Bölgede Rusya ile ittifak halinde hareket eden güçler ise, Rusya’nın desteğinin taşıdığı önemin farkındalar. Bu işbirliğine de büyük bir önem veriyorlar. Bununla birlikte her konuda Rusya’ya angaje olmuş değiller. Hegemonya savaşının arenası olan Ortadoğu’da kendi programlarını uygulamak için farklı alanlarda hazırlıklar yapıyor, güçlerini tahkim etmeye çalışıyor, savaşın daha da yayılması durumunda alacakları pozisyonu belirlemeye çalışıyorlar.

İran, Lübnan Hizbullahı ve Suriye, bölgenin temel güçlerinden biri olduklarını savaş içinde kanıtlamıştır. Ekseni daha da genişletme, yeni güçleri sürece dahil etme çabaları da devam ediyor. Halihazırda emperyalist/siyonist planın Ortadoğu’da uygulanmasının önündeki tek ciddi engeli de bu güçler oluşturuyor. Sadece Suriye’yi değil, Filistin’i de işgalden kurtaracaklarını iddia eden bu güçler, hiçbir koşulda ABD/İsrail planlarını kabul etmeyeceklerini, tersine engellemek için sonuna kadar direneceklerini pek çok vesileyle dile getiriyorlar. Suriye’de, Lübnan’da, Filistin’de sergiledikleri pratik, bu söylemin temelden yoksun olmadığını da kanıtlamıştır.

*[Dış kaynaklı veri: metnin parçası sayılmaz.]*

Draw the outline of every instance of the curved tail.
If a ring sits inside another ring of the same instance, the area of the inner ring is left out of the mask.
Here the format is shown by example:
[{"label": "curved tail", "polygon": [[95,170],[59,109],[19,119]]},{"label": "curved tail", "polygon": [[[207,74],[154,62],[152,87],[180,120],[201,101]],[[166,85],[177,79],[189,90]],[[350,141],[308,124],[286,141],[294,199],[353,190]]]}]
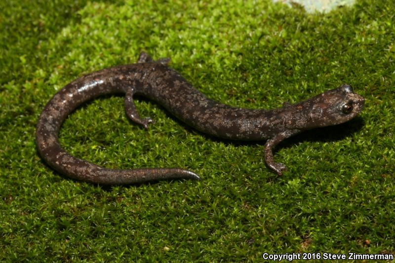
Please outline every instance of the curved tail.
[{"label": "curved tail", "polygon": [[97,76],[106,74],[107,70],[71,82],[56,93],[45,106],[39,118],[36,139],[39,151],[46,163],[64,175],[101,185],[125,185],[163,179],[200,179],[192,172],[179,168],[107,169],[76,158],[62,148],[58,134],[62,122],[71,112],[97,96],[120,91],[112,87],[112,83],[97,80],[100,79]]},{"label": "curved tail", "polygon": [[76,158],[61,147],[58,131],[48,123],[46,115],[44,110],[37,125],[36,136],[39,151],[47,163],[64,175],[100,185],[126,185],[163,179],[200,179],[197,174],[182,169],[111,169]]}]

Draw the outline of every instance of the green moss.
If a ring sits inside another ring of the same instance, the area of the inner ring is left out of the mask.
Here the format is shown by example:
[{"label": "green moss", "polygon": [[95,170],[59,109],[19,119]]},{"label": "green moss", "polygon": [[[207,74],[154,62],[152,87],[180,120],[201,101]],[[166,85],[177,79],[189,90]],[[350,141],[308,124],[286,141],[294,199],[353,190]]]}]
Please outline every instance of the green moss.
[{"label": "green moss", "polygon": [[[325,15],[267,1],[0,3],[0,260],[256,261],[263,253],[395,253],[395,3]],[[139,100],[78,110],[60,133],[76,156],[108,167],[181,167],[200,182],[104,188],[60,176],[36,148],[40,111],[84,74],[147,51],[210,98],[279,107],[349,83],[359,117],[277,148],[213,140]],[[370,240],[370,245],[365,240]]]}]

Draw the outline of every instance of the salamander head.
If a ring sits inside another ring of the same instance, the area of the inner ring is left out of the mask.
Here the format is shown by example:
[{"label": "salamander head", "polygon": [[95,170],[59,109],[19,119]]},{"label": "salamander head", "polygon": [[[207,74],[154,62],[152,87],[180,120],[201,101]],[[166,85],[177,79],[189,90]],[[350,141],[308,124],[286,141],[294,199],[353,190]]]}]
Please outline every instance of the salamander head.
[{"label": "salamander head", "polygon": [[308,122],[300,128],[306,130],[348,121],[362,111],[365,99],[355,93],[351,86],[344,84],[295,106],[302,106],[305,112]]}]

Kapitalist emperyalizmin merkezinden gelen saldırıların hedefinde olsa da, Rusya merkezli ittifak güçleri ne anti-kapitalist ne anti-emperyalisttirler. Bu güçler işgale, ABD’nin saldırganlığına, ırkçı-siyonistlerin küstahlığına karşı olmakla birlikte; kapitalist-emperyalist sistemle esaslı bir sorunları yoktur. Haliyle, bu güçlerin bölge halklarının özlemlerine gerçek ve kalıcı bir çözüm üretmeleri mümkün değildir.

Bu nedenle, verili koşullarda zayıf olsa da, Ortadoğu halklarının gerçek kurtuluşuna giden yolu ancak emperyalizme, siyonizme ve işbirlikçilerine karşı halkların birleşik devrimci direnişi açabilir.